I don't think Creationists are a bunch of fluffies out there trying to justify existence - Hobbes : "life is solitary, poor, nasty, brutish and short" - and no matter how much I love Palahniuk, I don't look at life in a nihilistic way. To say we only exist because our parents didn't die, which might be factually true, is ignoring the bigger, better story. We exist because we are the product of generations of progress. We exist because we stand on the shoulders of those who have died. We exist because we are the next step - or the next millimeter of the next step. We have to exist, to better ourselves, and not just sit around waiting to have babies and die. And the fact that human beings can know this, and want this, and assign value to non-physical things, and imagine, alone out of all the species on earth? and all the species that have gone extinct? that, to me, is something sacred, even if it came about by millions of years of a scientific progress.

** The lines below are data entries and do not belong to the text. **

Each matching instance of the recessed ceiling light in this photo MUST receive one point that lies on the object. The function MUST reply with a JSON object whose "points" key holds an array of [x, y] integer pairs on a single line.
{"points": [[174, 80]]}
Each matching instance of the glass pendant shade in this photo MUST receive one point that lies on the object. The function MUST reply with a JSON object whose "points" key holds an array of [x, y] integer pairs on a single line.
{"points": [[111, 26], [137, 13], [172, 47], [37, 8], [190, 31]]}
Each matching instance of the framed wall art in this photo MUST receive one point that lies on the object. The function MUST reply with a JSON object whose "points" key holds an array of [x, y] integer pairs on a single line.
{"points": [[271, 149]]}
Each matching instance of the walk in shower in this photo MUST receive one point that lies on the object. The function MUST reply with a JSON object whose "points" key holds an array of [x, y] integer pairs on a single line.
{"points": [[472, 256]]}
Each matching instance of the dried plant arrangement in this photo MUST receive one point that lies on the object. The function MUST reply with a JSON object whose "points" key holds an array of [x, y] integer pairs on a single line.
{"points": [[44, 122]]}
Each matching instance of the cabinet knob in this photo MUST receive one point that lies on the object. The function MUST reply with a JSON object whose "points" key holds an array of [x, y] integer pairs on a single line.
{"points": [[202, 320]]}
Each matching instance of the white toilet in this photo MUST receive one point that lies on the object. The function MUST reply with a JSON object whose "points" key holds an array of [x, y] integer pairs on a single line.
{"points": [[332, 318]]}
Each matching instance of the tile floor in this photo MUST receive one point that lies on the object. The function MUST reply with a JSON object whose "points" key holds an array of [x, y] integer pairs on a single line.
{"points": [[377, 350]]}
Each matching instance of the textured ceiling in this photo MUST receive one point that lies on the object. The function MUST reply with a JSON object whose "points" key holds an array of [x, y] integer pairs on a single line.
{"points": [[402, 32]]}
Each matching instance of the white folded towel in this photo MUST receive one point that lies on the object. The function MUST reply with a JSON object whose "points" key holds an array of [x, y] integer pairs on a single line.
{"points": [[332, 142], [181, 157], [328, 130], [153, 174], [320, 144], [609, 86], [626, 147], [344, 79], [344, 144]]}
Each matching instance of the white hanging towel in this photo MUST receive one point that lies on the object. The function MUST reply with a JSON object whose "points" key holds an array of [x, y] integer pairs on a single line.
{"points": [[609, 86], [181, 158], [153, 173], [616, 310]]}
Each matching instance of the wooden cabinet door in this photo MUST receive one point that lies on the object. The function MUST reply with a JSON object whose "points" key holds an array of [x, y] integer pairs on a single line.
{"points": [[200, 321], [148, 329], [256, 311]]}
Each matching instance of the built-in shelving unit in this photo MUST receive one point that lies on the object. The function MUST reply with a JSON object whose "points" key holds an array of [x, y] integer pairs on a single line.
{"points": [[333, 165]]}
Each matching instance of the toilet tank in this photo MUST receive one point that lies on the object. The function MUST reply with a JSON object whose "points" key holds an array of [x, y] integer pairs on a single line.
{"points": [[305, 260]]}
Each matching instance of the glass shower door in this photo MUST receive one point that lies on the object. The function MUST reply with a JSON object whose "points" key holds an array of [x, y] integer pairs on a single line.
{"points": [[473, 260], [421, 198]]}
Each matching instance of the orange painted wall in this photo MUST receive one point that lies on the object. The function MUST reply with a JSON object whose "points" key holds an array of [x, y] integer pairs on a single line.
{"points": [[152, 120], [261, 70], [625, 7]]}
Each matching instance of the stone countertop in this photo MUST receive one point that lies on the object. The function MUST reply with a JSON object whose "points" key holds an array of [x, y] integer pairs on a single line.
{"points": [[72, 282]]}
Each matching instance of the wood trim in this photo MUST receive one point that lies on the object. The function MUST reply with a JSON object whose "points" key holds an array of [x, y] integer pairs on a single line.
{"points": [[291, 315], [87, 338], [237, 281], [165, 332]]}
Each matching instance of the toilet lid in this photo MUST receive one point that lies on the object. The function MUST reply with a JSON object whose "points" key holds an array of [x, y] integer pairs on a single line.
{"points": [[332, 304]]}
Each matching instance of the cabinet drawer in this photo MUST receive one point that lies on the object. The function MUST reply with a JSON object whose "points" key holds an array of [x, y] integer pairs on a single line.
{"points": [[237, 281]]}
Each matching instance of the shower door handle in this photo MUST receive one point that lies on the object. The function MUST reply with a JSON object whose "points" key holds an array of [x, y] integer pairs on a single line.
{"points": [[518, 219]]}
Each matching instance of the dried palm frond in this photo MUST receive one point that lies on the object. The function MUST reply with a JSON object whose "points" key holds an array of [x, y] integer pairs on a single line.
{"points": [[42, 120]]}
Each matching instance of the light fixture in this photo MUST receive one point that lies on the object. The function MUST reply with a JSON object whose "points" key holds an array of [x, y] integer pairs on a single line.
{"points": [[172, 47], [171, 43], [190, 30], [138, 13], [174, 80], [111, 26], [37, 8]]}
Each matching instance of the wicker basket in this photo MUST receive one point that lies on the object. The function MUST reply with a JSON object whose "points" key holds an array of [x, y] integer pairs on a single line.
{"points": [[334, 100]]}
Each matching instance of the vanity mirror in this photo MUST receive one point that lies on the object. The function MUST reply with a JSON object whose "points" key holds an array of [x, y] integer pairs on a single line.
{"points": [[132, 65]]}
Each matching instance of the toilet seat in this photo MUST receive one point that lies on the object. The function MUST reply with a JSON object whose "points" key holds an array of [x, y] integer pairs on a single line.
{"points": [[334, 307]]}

Natural selection is a very nasty, imperfect process. However far it goes, it can never change its template. But natural selection is a perfect mechanism for breeding organisms to their purpose, however important or pointless that may be. It goes back to why God seems random, and cruel, and pointless, but at the end of the road is perfection, and beauty. A strange moth for every strange orchid.

So no, I don't think Creationism and evolution necessarily have to refute each other. If natural selection was God's creation, then turmoil exists because there is always another step to take.